The location at the entry point to the Big Sur Coast of California provides a unique outdoor laboratory in which to study the biology of the bay and the adjacent coastal lands. It is also an area with a deep cultural, literary and artistic history. We will meet marine biologists, experts in the literary history of Cannery Row and the writings of John Steinbeck, local artists and photographers, experts in the neuroscience of creativity, as well as people who are very much involved in the forces and fluxes that steer modern culture. This rich and immersive approach provides students a rare opportunity to reflect on their relationships to nature, culture, and their own individual goals.
The course emphasizes interactions and discussions. We will be together all of the time, either at our base at the Belden House in Pacific Grove, hiking and camping in Big Sur’s pristine Big Creek Reserve on the rocky coast, and traveling to the Tassajara Mountain Zen Center in the Ventana wilderness for several days. This is not an ordinary academic experience, instead it is an adventure of a personal, intellectual, spiritual and physical kind. We welcome people with wide interests; artists, poets, writers, engineers, scientists and musicians. Mostly we invite people with an open mind and a sense of adventure.

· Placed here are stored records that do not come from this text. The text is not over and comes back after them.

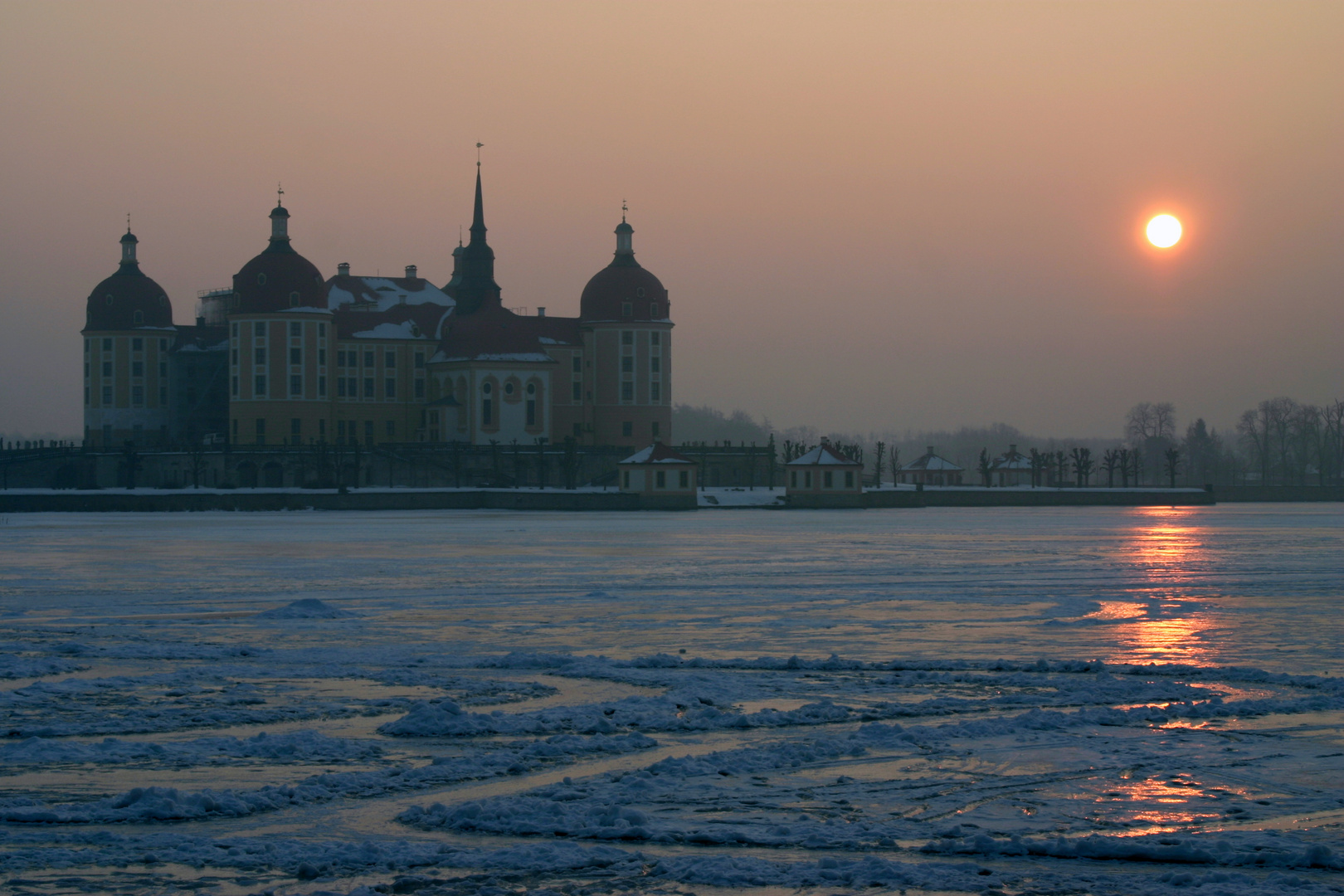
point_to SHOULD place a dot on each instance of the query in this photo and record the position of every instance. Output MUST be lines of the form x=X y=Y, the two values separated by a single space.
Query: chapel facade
x=288 y=358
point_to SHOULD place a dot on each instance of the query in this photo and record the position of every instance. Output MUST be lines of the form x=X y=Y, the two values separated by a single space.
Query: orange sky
x=869 y=215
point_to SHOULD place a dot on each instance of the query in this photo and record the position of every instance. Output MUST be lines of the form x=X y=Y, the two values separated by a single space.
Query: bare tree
x=1038 y=465
x=1083 y=465
x=1109 y=461
x=1172 y=462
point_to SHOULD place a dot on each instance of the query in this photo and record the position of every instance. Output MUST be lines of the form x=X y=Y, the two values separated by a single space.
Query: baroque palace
x=288 y=358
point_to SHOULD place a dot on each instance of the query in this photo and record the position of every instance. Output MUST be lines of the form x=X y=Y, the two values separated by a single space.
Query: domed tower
x=128 y=334
x=280 y=332
x=628 y=336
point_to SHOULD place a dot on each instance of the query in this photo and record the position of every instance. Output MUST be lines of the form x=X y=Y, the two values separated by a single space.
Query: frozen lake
x=933 y=700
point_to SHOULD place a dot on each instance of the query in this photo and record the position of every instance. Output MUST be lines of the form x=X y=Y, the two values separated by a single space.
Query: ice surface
x=1112 y=702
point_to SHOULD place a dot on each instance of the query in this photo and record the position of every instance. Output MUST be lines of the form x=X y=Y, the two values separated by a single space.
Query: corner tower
x=280 y=334
x=127 y=338
x=626 y=324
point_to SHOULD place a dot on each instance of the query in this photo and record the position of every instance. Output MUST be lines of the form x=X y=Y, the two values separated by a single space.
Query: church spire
x=474 y=271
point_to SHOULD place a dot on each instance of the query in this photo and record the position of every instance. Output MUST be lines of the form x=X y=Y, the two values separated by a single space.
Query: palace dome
x=624 y=285
x=128 y=299
x=279 y=278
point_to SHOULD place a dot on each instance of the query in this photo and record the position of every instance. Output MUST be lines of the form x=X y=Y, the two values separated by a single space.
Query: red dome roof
x=128 y=299
x=279 y=278
x=114 y=303
x=624 y=285
x=613 y=288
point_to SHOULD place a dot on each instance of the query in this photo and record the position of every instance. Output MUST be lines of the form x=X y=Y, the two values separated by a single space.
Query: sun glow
x=1164 y=231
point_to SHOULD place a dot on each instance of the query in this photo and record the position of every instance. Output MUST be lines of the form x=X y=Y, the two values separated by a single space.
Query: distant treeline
x=1277 y=442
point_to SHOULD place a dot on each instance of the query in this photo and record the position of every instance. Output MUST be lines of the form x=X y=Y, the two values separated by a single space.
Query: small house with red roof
x=930 y=469
x=657 y=470
x=663 y=477
x=824 y=477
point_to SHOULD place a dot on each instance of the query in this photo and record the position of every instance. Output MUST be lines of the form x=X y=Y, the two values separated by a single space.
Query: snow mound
x=305 y=609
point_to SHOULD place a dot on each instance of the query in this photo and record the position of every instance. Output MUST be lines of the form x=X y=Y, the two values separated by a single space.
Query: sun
x=1164 y=231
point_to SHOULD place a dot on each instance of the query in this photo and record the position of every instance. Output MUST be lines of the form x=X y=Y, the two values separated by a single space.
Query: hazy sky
x=869 y=215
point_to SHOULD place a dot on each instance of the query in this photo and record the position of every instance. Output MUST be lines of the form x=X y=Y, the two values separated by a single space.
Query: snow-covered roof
x=385 y=292
x=657 y=453
x=930 y=461
x=407 y=329
x=531 y=358
x=823 y=455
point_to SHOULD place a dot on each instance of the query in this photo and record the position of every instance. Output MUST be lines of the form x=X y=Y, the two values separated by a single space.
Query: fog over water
x=871 y=217
x=457 y=703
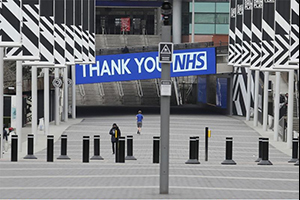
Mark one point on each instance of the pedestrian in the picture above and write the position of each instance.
(139, 119)
(5, 139)
(115, 135)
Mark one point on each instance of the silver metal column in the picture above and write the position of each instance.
(19, 94)
(276, 106)
(256, 93)
(165, 122)
(266, 97)
(1, 97)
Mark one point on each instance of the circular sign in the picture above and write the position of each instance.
(57, 82)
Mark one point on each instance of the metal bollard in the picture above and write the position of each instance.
(228, 160)
(193, 151)
(50, 149)
(265, 153)
(86, 149)
(14, 148)
(295, 151)
(121, 149)
(156, 141)
(63, 155)
(206, 143)
(130, 148)
(259, 148)
(30, 147)
(97, 148)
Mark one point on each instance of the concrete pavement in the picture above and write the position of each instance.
(72, 179)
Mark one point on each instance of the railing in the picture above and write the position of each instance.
(101, 89)
(221, 48)
(139, 88)
(120, 88)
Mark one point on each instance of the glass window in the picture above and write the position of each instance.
(222, 7)
(222, 18)
(222, 28)
(203, 7)
(204, 18)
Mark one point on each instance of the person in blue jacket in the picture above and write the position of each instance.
(139, 119)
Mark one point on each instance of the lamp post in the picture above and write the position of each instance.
(166, 10)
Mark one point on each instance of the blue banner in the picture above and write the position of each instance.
(138, 66)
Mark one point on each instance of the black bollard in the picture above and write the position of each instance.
(228, 160)
(86, 149)
(193, 151)
(156, 141)
(30, 144)
(259, 149)
(63, 155)
(14, 148)
(121, 149)
(97, 148)
(295, 151)
(50, 149)
(130, 148)
(206, 143)
(265, 153)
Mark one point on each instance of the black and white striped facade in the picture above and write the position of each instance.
(294, 38)
(30, 33)
(268, 34)
(231, 48)
(10, 23)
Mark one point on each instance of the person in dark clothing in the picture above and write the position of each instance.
(5, 134)
(115, 135)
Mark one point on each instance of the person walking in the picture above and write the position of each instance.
(139, 119)
(115, 135)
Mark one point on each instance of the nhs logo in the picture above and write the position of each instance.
(145, 65)
(196, 61)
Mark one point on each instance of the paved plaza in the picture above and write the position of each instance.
(139, 179)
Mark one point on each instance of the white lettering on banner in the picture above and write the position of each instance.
(124, 67)
(94, 68)
(150, 59)
(139, 63)
(190, 62)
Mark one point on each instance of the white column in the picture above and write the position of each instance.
(1, 98)
(46, 100)
(266, 98)
(276, 106)
(248, 94)
(56, 103)
(66, 99)
(34, 101)
(193, 21)
(256, 93)
(19, 96)
(73, 92)
(177, 5)
(290, 112)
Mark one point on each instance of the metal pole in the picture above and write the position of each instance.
(57, 119)
(256, 92)
(19, 92)
(165, 121)
(290, 111)
(73, 92)
(1, 98)
(248, 94)
(46, 101)
(276, 106)
(193, 21)
(66, 99)
(34, 101)
(266, 97)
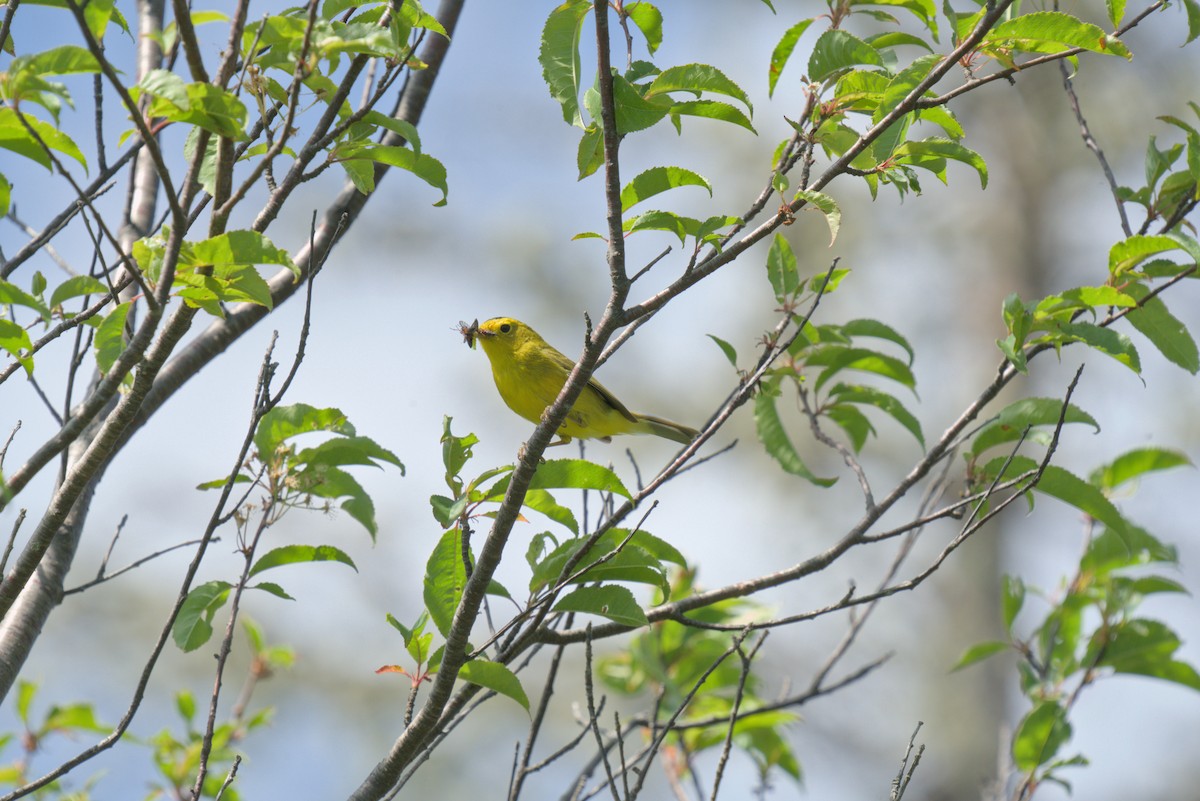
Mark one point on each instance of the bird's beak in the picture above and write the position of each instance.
(469, 332)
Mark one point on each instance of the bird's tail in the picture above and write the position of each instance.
(665, 428)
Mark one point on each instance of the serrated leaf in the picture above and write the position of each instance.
(913, 152)
(1012, 600)
(1050, 31)
(295, 554)
(1107, 341)
(616, 603)
(711, 110)
(282, 423)
(495, 676)
(16, 137)
(445, 576)
(559, 56)
(657, 180)
(77, 287)
(978, 652)
(869, 327)
(1013, 419)
(17, 342)
(540, 500)
(785, 278)
(783, 52)
(567, 474)
(649, 20)
(193, 626)
(697, 78)
(1128, 253)
(834, 359)
(1039, 736)
(827, 206)
(837, 50)
(1134, 464)
(423, 166)
(1165, 331)
(777, 443)
(726, 348)
(882, 401)
(109, 339)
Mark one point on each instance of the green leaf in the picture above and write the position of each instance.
(567, 474)
(1050, 31)
(897, 90)
(837, 52)
(696, 78)
(17, 342)
(559, 56)
(869, 327)
(15, 136)
(285, 422)
(1193, 11)
(1164, 330)
(295, 554)
(726, 348)
(423, 166)
(13, 295)
(978, 652)
(1039, 736)
(1012, 600)
(1116, 11)
(77, 287)
(639, 560)
(591, 151)
(539, 500)
(881, 401)
(1133, 547)
(1128, 253)
(193, 626)
(1134, 464)
(827, 206)
(915, 152)
(834, 359)
(193, 103)
(1135, 645)
(616, 603)
(109, 339)
(1067, 487)
(348, 450)
(781, 271)
(852, 421)
(273, 588)
(777, 443)
(635, 112)
(445, 576)
(237, 248)
(495, 676)
(1107, 341)
(657, 180)
(64, 61)
(783, 52)
(649, 20)
(1013, 419)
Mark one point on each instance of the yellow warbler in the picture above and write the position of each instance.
(529, 374)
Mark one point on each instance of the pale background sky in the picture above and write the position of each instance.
(935, 266)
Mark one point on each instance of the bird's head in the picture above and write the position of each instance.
(502, 333)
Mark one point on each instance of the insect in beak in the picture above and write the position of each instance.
(469, 332)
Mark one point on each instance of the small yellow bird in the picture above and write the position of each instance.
(529, 374)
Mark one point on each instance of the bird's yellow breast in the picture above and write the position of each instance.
(529, 374)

Students are expected to have read the several books provided as introductory material before the course begins, and each is also expected to become our local expert in an area such as plant identification, bird identification, poetry, weather prediction, photography, history, ethnography, etc. The course requires an individual research project of your choice on a topic related to the general theme. Final reports will be presented at the last meeting of the group and may involve any medium, including written, oral, and performance media.
This course will be held at the Hopkins Marine Station in the Monterey region, and housing will be provided nearby. Students will arrive at Stanford on Labor Day and be transported to Monterey as a group after dinner on campus. Return transportation to campus from the Belden House in Pacific Grove will be provided on the Saturday before autumn classes begin. Do not bring everything you need for the year to Soco! Addittional storage will NOT be available on-campus or at the Belden House to accommodate your fall belongings. Plan to have your fall belongings shipped or delivered to you after the class returns from Monterey.
Professor of Biology (Hopkins Marine Station)
Stuart Thompson received his doctoral degree from the joint program for Zoology and Physiology and Biophysics at the University of Washington. He came to Stanford as a postdoctoral fellow and then joined the faculty of the Department of Biology. His current research concerns the flow of information at synapses between neurons, intracellular signal transduction and Ca2+ homeostasis in neurons, and the physiology of neural stem cells.